Leader and confidante, Jay Braatz to retire July 2

Jay Braatz
Jay Braatz, vice president for planning and presidential administration, solicits input from the university community about DePaul's next strategic plan at a town hall meeting held in October 2017. (DePaul University/Jeff Carrion)
An accomplished outdoor wilderness expert, Jay Braatz has led sailing expeditions along the coast of Maine and hiking tours in the Alps. She's also served as the vice president for planning and presidential administration for two university presidents, as well as overseen the development of DePaul's strategic plans. If you ask her which of these tasks is harder, she'll probably respond with laughter and wit. After 14 years at DePaul, Braatz will retire on July 2. 

"Jay's depth of knowledge and strategic thinking have been invaluable," says A. Gabriel Esteban, Ph.D., president of DePaul University. "When I joined DePaul last July, Jay shared her retirement plans with me, and I recognized right away I had a small window to learn from her vast experience with the university community. I will forever be grateful for her leadership and friendship."   

A lot has changed in the president's office since Braatz joined DePaul in 2004 as a senior executive for presidential operations. She was the first hire for the Rev. Dennis H. Holtschneider, C.M., who served as DePaul's 11th president from 2004 - 2017 and is currently the university's chancellor.

"I remember recruiting Jay at a Starbucks near her office at the Spencer Foundation in Chicago," Fr. Holtschneider says. "In 2004, when we both arrived, the DePaul president's office literally consisted of a part-time student answering phones."

Braatz spent her first several months at DePaul building a president's office. She visited other universities to study their presidential operations and modified those practices to best fit DePaul. One-by-one she hired a team and implemented procedures to ensure day-to-day operations ran smoothly and effectively.

"If people do not think about the functioning of the president's office, it's because she made it seamless," Fr. Holtschneider says.  

Braatz first met Fr. Holtschneider through mutual friends at Harvard University, where she earned a master's degree and doctorate in administration, planning and social policy at the Graduate School of Education. Her dissertation focused on the role of education on women's success in the labor market. She also helped teach classes in advanced statistics at Harvard, an area of expertise that led directly to her primary function at DePaul - strategic planning.

Fr. Holtschneider first charged Braatz with aligning DePaul's strategic reporting and data-gathering.  Building a planning function for the university came next.
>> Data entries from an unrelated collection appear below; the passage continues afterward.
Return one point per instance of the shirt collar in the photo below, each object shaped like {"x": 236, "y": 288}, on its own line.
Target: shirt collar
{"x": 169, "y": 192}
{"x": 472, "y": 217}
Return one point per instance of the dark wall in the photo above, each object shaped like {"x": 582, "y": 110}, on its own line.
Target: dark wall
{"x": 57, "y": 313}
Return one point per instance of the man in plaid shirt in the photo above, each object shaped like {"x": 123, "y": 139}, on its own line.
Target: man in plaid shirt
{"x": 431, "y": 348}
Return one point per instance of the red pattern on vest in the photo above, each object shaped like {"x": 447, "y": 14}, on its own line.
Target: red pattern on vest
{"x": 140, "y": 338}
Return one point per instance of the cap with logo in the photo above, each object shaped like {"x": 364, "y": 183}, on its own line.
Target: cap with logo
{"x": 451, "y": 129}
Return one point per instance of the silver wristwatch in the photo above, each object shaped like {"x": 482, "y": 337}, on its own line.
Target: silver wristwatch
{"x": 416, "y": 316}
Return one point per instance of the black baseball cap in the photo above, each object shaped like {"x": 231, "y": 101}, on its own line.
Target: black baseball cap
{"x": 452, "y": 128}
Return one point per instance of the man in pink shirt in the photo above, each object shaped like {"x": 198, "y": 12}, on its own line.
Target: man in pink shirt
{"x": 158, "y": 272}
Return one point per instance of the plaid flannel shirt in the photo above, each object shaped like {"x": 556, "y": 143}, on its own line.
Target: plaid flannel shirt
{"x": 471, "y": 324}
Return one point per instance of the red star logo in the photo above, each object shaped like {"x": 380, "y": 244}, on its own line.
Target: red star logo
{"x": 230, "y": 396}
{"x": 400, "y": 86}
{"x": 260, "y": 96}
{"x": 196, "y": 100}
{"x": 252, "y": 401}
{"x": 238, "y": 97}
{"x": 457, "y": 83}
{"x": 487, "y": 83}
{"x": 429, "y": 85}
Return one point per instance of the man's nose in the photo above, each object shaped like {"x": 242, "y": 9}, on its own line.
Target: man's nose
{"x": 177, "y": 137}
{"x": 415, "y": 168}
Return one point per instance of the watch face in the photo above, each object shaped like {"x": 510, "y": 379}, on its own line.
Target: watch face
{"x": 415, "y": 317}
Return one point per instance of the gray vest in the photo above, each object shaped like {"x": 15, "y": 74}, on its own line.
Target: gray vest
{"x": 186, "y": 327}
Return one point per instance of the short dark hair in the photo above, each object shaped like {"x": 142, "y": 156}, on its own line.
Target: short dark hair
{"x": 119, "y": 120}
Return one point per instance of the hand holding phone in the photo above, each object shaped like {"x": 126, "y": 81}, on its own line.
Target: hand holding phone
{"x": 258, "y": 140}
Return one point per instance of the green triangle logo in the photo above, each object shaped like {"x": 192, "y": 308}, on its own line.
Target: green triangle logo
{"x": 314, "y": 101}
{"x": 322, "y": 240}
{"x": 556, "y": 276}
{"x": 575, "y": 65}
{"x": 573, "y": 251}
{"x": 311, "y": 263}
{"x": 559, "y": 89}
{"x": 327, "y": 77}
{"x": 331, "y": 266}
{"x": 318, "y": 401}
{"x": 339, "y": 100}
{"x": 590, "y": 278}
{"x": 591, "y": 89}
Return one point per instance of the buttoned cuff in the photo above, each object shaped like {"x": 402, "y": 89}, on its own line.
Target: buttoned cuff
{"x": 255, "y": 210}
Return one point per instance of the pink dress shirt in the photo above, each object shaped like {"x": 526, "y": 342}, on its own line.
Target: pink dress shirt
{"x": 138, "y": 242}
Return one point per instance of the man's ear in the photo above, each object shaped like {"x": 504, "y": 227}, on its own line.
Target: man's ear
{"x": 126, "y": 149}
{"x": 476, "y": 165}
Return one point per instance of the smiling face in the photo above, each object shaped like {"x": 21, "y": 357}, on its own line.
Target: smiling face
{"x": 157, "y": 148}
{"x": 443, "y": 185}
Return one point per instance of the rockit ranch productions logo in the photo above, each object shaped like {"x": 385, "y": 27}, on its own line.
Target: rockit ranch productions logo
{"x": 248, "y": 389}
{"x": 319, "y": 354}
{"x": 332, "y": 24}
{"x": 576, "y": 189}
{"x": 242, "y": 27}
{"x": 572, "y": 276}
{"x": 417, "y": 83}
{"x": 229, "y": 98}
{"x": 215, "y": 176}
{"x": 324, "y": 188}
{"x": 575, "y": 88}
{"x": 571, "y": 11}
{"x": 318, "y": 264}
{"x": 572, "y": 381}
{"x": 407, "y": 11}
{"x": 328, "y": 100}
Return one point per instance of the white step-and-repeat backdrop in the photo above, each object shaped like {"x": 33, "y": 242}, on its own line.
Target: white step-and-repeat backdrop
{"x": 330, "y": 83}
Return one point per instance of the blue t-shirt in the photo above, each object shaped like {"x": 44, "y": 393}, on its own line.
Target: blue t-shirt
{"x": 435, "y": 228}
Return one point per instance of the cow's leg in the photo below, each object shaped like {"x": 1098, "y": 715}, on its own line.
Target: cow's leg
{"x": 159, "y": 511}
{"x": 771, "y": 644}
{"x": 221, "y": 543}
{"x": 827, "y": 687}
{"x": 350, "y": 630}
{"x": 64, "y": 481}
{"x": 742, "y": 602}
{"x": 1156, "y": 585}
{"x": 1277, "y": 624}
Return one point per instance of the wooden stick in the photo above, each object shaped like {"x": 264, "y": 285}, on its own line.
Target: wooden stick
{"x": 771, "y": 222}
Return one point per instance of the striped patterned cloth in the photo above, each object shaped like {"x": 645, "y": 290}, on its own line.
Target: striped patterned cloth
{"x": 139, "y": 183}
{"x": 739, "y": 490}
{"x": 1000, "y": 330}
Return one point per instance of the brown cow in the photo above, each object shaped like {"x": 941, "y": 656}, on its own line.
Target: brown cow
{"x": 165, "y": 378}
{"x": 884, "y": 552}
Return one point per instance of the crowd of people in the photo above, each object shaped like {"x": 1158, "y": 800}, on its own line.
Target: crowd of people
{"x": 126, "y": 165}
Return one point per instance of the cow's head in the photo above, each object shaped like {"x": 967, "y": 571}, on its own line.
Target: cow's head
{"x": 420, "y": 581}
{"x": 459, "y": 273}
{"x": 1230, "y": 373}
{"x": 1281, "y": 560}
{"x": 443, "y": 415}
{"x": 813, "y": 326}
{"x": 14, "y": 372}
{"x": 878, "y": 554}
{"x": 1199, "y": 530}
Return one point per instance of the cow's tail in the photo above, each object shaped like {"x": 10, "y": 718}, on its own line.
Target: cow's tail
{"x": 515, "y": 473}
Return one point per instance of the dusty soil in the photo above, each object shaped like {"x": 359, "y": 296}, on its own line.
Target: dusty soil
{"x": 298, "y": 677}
Braatz supported the implementation of Vision 2012 and then led the process to develop Visions 2018 and, most recently, 2024.

"Those processes became better informed as she quietly shared data and trends with individuals and working groups tasked with achieving strategic objectives," Fr. Holtschneider says. "Our ability to execute - actually accomplish - those plans also increased, as she and her team tracked our plans and saw that each item was accomplished, celebrated and credit was given to the university members who worked hard to bring that accomplishment to life. Perhaps most usefully, her unseen but critical skills in shuttle diplomacy helped an institution with competing ambitions agree on a direction forward."

Braatz also made it a priority to provide regular, annual updates throughout each strategic plan to keep the university community informed. Instead of waiting for the end of each six-year cycle to address new challenges, Braatz facilitated conversations at the halfway mark to evaluate progress and make necessary adjustments. Her goal: keep the university moving forward.

"It has been an honor to spend my first year at DePaul with Jay as my guide," Dr. Esteban says. "Watching her lead and collaborate with the university community to develop DePaul's next strategic plan has been a great learning experience, and I feel fortunate to have served alongside her. Jo and I wish her the happiest of retirements and remind her that she and Eric will always be welcome at DePaul."

Prior to joining DePaul, Braatz served as a senior program officer at the Spencer Foundation, a nonprofit organization that has provided more than $250 million in fellowships and research grants to improve education around the world. She spent 15 years working for Outward Bound, a national non-profit educational organization that offers wilderness-based, experiential education programs to help students develop personally and professionally. She currently serves as a board member for the Hurricane Island Outward Bound School in Rockland, Maine. She also rows competitively with the Chicago Rowing Foundation.

Upon retirement, she will relocate, over time, to mid-coast Maine, where she and her partner, Eric, have been renovating a home for the last several years.

"Truthfully, Jay could have worked anywhere," Fr. Holtschneider says. "It's a testament to our mission - in which she believes deeply - and to our community that she has stayed all these years.  Her retirement is a loss, and yet it deserves only gratitude."